When I first decided to make the trip to Chicago’s South Side, my political advisers fervently warned me against it: Sharing a stage with inner-city residents with criminal backgrounds would provide my GOP primary opponents fodder — and there’s a reason Republican presidential candidates don’t go to inner cities.
Left-wing media were equally displeased before I even showed up: One reporter cautioned my visit would only sow division between Chicago’s “black and brown communities.”
But a central goal of my presidential campaign is to close the gap between what people are willing to say behind closed doors and what they say in public.
To speak the truth. Even when it’s hard, when it’s uncomfortable.
I believe Thomas Sowell is right: “When you want to help people, you tell them the truth. When you want to help yourself, you tell them what they want to hear.”
So we went. And yes, there were some awkward moments when I visited South Shore for a series of events Friday.
I started the morning facing an audience of more than 100 people packed into a community center that no traditional Republican presidential candidate would dare visit.
The crowd was mostly black. It was nearly unanimously in favor of racial reparations — and unafraid to press me hard on why I’m against them.
One questioner turned her back and walked out as I was in the middle of answering why I’m against race-conscious economic policies.
When I later got a haircut at a barbershop down the street, I was grilled again on the same.
Yes, there were heated moments. But through the disagreement and divergence, something interesting happened: An America-First GOP presidential candidate and a room full of mostly Chicago inner-city black activists and residents found common cause.
Some of it was rooted in policy substance. To my surprise, the activists I met were far more critical of Democrats than of Republicans.
Abandoned by their leaders, South Shore residents are fed up that their community is on track to being flooded with illegal migrants who will be housed at the high school, costing thousands of dollars per month per migrant, while locals are struggling.
They applauded when I committed to use the military to secure the southern border; Posse Comitatus didn’t come up in conversation.
They cheered when I pointed out how much money is wasted on a per-student basis in public schools that could instead directly support families and their kids; gender identity and trans rights weren’t at the top of their list of concerns.
But the deeper unity we found had less to do with our areas of policy agreement than with the simpler fact I chose to show up at all.
When I announced my trip, social media lit up to warn me of real risks: “Wear body armor”; “Make sure you are packing”; “Wear a helmet.”
South Side residents know those threats all too well.
After my haircut, I took a walk with one community activist, Tyrone, to South Shore High School.

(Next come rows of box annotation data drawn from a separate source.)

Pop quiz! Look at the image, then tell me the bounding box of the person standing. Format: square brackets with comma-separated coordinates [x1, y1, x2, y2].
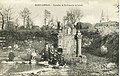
[8, 50, 15, 61]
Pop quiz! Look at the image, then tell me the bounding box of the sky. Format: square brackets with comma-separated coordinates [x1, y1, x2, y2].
[0, 0, 118, 26]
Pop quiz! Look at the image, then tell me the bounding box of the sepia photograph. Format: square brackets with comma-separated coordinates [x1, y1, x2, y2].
[0, 0, 119, 76]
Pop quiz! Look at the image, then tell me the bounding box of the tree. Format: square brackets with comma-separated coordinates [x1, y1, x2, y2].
[0, 7, 13, 29]
[0, 8, 4, 30]
[64, 9, 83, 24]
[20, 8, 31, 26]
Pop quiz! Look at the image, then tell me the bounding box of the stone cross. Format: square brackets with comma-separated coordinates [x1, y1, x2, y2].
[77, 31, 82, 56]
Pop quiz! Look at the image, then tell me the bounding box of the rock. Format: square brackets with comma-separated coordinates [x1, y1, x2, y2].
[107, 63, 117, 70]
[101, 45, 108, 54]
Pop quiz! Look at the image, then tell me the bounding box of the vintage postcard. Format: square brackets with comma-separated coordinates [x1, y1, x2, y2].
[0, 0, 119, 76]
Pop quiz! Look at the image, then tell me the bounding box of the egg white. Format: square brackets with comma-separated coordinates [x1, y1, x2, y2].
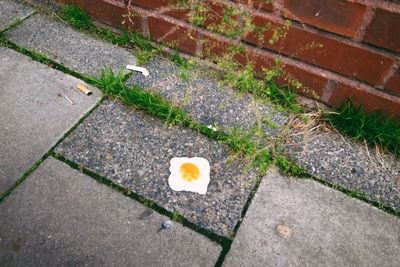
[168, 157, 210, 195]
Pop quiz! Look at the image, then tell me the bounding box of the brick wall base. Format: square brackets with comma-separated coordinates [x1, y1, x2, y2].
[57, 0, 400, 119]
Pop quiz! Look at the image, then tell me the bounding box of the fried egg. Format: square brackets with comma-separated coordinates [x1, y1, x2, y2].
[168, 157, 210, 194]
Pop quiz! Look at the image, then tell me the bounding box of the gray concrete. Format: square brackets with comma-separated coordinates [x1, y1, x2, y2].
[56, 101, 256, 235]
[127, 57, 287, 136]
[224, 170, 400, 266]
[0, 0, 34, 32]
[0, 47, 100, 194]
[5, 14, 135, 76]
[286, 131, 400, 210]
[0, 158, 221, 266]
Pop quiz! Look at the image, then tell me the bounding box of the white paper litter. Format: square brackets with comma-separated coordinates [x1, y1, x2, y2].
[126, 65, 149, 77]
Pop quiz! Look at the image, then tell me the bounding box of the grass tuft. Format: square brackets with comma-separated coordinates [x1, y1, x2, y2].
[275, 156, 312, 178]
[322, 101, 400, 157]
[96, 69, 191, 125]
[60, 5, 95, 30]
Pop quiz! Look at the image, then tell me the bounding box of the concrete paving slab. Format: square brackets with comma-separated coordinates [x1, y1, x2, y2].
[286, 131, 400, 213]
[224, 170, 400, 266]
[56, 101, 256, 236]
[0, 0, 35, 32]
[0, 158, 221, 266]
[0, 47, 100, 193]
[127, 57, 287, 136]
[5, 14, 135, 76]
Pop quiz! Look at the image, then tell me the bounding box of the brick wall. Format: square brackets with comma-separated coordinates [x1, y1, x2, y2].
[55, 0, 400, 118]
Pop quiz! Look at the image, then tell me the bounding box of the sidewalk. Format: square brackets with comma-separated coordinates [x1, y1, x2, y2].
[0, 0, 400, 266]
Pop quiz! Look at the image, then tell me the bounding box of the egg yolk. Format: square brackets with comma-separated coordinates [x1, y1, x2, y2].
[180, 163, 200, 182]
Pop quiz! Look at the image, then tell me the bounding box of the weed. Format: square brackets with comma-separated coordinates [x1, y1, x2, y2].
[275, 156, 311, 178]
[60, 5, 94, 30]
[322, 100, 400, 157]
[96, 69, 191, 124]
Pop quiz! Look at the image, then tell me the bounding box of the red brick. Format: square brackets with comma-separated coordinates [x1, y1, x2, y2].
[244, 16, 394, 85]
[280, 64, 328, 100]
[147, 16, 199, 54]
[231, 0, 274, 12]
[284, 0, 367, 37]
[364, 8, 400, 52]
[57, 0, 142, 31]
[128, 0, 177, 9]
[385, 69, 400, 94]
[125, 0, 189, 19]
[247, 49, 328, 99]
[202, 33, 235, 61]
[328, 83, 400, 119]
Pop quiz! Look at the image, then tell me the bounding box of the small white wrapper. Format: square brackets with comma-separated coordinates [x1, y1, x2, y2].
[168, 157, 210, 195]
[126, 65, 149, 77]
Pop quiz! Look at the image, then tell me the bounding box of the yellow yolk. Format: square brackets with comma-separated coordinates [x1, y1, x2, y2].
[180, 163, 200, 182]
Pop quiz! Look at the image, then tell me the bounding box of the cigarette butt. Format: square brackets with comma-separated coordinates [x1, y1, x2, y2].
[76, 84, 92, 95]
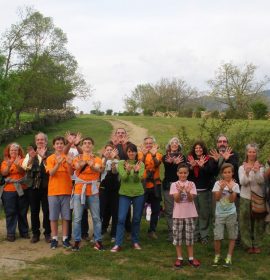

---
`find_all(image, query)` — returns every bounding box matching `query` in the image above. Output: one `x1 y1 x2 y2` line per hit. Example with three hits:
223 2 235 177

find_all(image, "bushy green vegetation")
3 218 270 280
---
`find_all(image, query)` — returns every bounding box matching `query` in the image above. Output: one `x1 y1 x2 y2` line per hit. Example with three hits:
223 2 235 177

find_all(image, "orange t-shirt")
46 154 72 196
138 152 162 189
73 155 102 196
1 159 27 192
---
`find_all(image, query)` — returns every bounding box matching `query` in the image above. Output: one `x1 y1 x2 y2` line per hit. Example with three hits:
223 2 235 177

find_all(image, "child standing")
212 163 240 267
46 136 72 249
170 163 200 268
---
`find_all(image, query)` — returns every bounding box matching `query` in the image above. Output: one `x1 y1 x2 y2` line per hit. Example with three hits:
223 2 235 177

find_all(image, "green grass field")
6 218 270 280
0 115 270 280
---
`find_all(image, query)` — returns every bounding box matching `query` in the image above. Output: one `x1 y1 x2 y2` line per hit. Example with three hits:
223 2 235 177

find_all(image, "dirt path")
105 119 148 145
0 119 147 273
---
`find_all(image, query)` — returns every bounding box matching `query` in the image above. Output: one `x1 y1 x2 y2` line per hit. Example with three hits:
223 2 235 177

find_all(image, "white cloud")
0 0 270 112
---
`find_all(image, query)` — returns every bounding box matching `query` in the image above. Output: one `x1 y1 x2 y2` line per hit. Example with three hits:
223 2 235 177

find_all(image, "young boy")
72 137 103 251
170 163 200 268
46 136 72 249
212 163 240 267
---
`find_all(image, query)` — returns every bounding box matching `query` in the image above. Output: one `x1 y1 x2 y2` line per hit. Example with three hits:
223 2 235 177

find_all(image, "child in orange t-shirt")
138 136 162 239
46 136 73 249
72 137 103 251
0 143 29 242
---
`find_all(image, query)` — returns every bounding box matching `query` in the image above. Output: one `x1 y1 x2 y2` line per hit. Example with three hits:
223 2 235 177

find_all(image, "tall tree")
1 8 90 126
208 63 269 117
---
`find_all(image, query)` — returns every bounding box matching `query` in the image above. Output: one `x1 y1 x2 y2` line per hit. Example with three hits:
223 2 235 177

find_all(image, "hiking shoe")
20 233 30 239
174 259 184 268
72 241 81 252
51 239 58 250
133 243 142 250
212 256 220 266
223 258 232 267
188 259 201 268
111 237 116 243
111 245 122 253
7 234 16 242
94 241 104 251
82 234 90 242
62 239 72 249
148 231 158 239
45 234 52 243
30 235 39 243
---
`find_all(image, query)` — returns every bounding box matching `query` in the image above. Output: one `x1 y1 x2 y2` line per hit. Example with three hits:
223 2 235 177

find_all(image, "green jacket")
118 160 144 197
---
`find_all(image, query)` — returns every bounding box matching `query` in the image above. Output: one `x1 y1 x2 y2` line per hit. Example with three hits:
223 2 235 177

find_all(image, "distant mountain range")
192 90 270 111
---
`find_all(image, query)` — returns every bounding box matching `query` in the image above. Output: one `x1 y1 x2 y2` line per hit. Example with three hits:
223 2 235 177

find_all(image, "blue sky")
0 0 270 112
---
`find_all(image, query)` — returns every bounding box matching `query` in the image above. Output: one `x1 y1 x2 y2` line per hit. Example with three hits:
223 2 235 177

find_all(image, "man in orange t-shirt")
72 137 103 251
46 136 73 249
138 136 162 239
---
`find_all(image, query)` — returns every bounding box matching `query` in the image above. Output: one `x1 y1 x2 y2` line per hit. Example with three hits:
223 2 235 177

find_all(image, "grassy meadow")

He talked about some of the difficulties he faced finding a job after coming out of prison.
I asked him how long he’d been in. Answer: 21 years. For what? Answer: murder.
That was a campaign-trail “first” for me.
But the beauty of the moment was that Tyrone knew it too — and he was quietly gracious in the way he handled some of his likely policy disagreements with me even as others confronted me on them later that day.
Residents challenged me but also tempered their disagreements with me to embrace open conversation instead.
When they asked Tyrone why he’s supporting me, he clarified he isn’t — but also that he, like me, doesn’t care for “checking some box” on a government form about his race or hearing elitist talk about “diversity, equity and inclusion” either.
At the Chicago events, we handed out a campaign leaflet we distribute at conservative grassroots rallies in Iowa, New Hampshire and South Carolina highlighting my opposition to race-based affirmative action.
I let the audience know: I refused to say something different to them than I say to my own Republican primary base. They reciprocated in kind.
That’s really what unified us. I respected their honesty, and they respected mine.
I left Chicago with friendships that will outlive my campaign.
That’s our path to national unity — not compromising on our respective principles but rediscovering the few we do still share while finding common cause in honesty and open dialogue.
I arrived on the South Side thinking this would be a one-time campaign stop, with security detail and a healthy dose of caution.
I left Chicago convinced that stops in inner cities across America will become a staple of our campaign.
Next month we’re heading to Kensington, a deserted Philadelphia “hood” where violence and drug abuse abound. We’ll head to the South Bronx after that.
I invite the rest of the GOP this year to follow Ronald Reagan’s lead: He too showed up in the South Bronx in 1980.
He was heckled by locals, and I might be too. But he was there.
We don’t have to compromise on our principles to show up.
To the contrary, showing up might be our best chance of actually reviving them.
Vivek Ramaswamy is a 2024 Republican presidential candidate.